Research Papers: Petroleum Engineering

Development of New Permeability Formulation From Well Log Data Using Artificial Intelligence Approaches

[+] Author and Article Information
Tamer Moussa

Department of Petroleum Engineering,
King Fahd University of Petroleum and Minerals,
Dhahran 5049, Saudi Arabia
e-mail: g201105270@kfupm.edu.sa

Salaheldin Elkatatny

Department of Petroleum Engineering,
King Fahd University of Petroleum and Minerals,
Dhahran 5049, Saudi Arabia;
Petroleum Department,
Cairo University,
Cairo 12613, Egypt
e-mail: elkatatny@kfupm.edu.sa

Mohamed Mahmoud

Department of Petroleum Engineering,
King Fahd University of Petroleum and Minerals,
Dhahran 5049, Saudi Arabia
e-mail: mmahmoud@kfupm.edu.sa

Abdulazeez Abdulraheem

Department of Petroleum Engineering,
King Fahd University of Petroleum and
Dhahran 5049, Saudi Arabia
e-mail: toazeez@gmail.com

1Corresponding author.

Contributed by the Petroleum Division of ASME for publication in the JOURNAL OF ENERGY RESOURCES TECHNOLOGY. Manuscript received August 28, 2017; final manuscript received January 3, 2018; published online March 15, 2018. Assoc. Editor: Ray (Zhenhua) Rui.

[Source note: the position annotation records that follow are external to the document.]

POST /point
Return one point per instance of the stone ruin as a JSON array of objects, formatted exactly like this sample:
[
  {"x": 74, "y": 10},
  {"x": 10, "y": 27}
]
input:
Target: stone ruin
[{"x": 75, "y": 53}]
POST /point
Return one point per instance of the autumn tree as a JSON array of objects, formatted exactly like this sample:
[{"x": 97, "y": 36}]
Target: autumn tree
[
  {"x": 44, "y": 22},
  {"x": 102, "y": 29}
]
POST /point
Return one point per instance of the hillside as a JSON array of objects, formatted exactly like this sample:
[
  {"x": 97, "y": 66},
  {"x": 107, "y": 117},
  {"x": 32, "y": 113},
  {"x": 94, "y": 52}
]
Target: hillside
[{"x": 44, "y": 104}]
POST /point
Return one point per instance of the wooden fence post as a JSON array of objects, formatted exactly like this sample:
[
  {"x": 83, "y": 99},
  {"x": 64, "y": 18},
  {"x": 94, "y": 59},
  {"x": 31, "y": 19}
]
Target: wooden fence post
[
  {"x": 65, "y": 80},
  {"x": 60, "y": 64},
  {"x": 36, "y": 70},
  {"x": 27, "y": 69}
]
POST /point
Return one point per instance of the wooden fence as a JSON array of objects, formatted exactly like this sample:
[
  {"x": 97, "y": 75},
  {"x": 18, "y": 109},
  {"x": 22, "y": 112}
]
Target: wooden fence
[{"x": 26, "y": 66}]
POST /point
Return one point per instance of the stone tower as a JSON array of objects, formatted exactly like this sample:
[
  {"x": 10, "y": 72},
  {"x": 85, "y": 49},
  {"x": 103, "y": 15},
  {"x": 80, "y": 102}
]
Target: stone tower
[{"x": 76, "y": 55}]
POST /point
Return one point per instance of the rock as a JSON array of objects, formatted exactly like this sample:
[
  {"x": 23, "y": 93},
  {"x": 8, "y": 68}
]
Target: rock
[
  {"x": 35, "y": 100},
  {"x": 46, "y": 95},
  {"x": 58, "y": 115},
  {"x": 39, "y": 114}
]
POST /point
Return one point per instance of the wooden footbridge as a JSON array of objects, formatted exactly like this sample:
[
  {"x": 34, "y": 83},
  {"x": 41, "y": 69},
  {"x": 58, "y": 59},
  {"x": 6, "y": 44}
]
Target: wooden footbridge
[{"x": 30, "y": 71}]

J. Energy Resour. Technol 140(7), 072903 (Mar 15, 2018) (8 pages) Paper No: JERT-17-1464; doi: 10.1115/1.4039270 History: Received August 28, 2017; Revised January 03, 2018

Permeability is a key parameter related to any hydrocarbon reservoir characterization. Moreover, many petroleum engineering problems cannot be precisely answered without having accurate permeability value. Core analysis and well test techniques are the conventional methods to determine permeability. These methods are time-consuming and very expensive. Therefore, many researches have been introduced to identify the relationship between core permeability and well log data using artificial neural network (ANN). The objective of this research is to develop a new empirical correlation that can be used to determine the reservoir permeability of oil wells from well log data, namely, deep resistivity (RT), bulk density (RHOB), microspherical focused resistivity (RSFL), neutron porosity (NPHI), and gamma ray (GR). A self-adaptive differential evolution integrated with artificial neural network (SaDE-ANN) approach and evolutionary algorithm-based symbolic regression (EASR) techniques were used to develop the correlations based on 743 actual core permeability measurements and well log data. The obtained results showed that the developed correlations using SaDE-ANN models can be used to predict the reservoir permeability from well log data with a high accuracy (the mean square error (MSE) was 0.0638 and the correlation coefficient (CC) was 0.98). SaDE-ANN approach is more accurate than the EASR. The introduced technique and empirical correlations will assist the petroleum engineers to calculate the reservoir permeability as a function of the well log data. This is the first time to implement and apply SaDE-ANN approaches to estimate reservoir permeability from well log data (RSFL, RT, NPHI, RHOB, and GR). Therefore, it is a step forward to eliminate the required lab measurements for core permeability and discover the capabilities of optimization and artificial intelligence models as well as their application in permeability determination. Outcomes of this study could help petroleum engineers to have better understanding of reservoir performance when lab data are not available.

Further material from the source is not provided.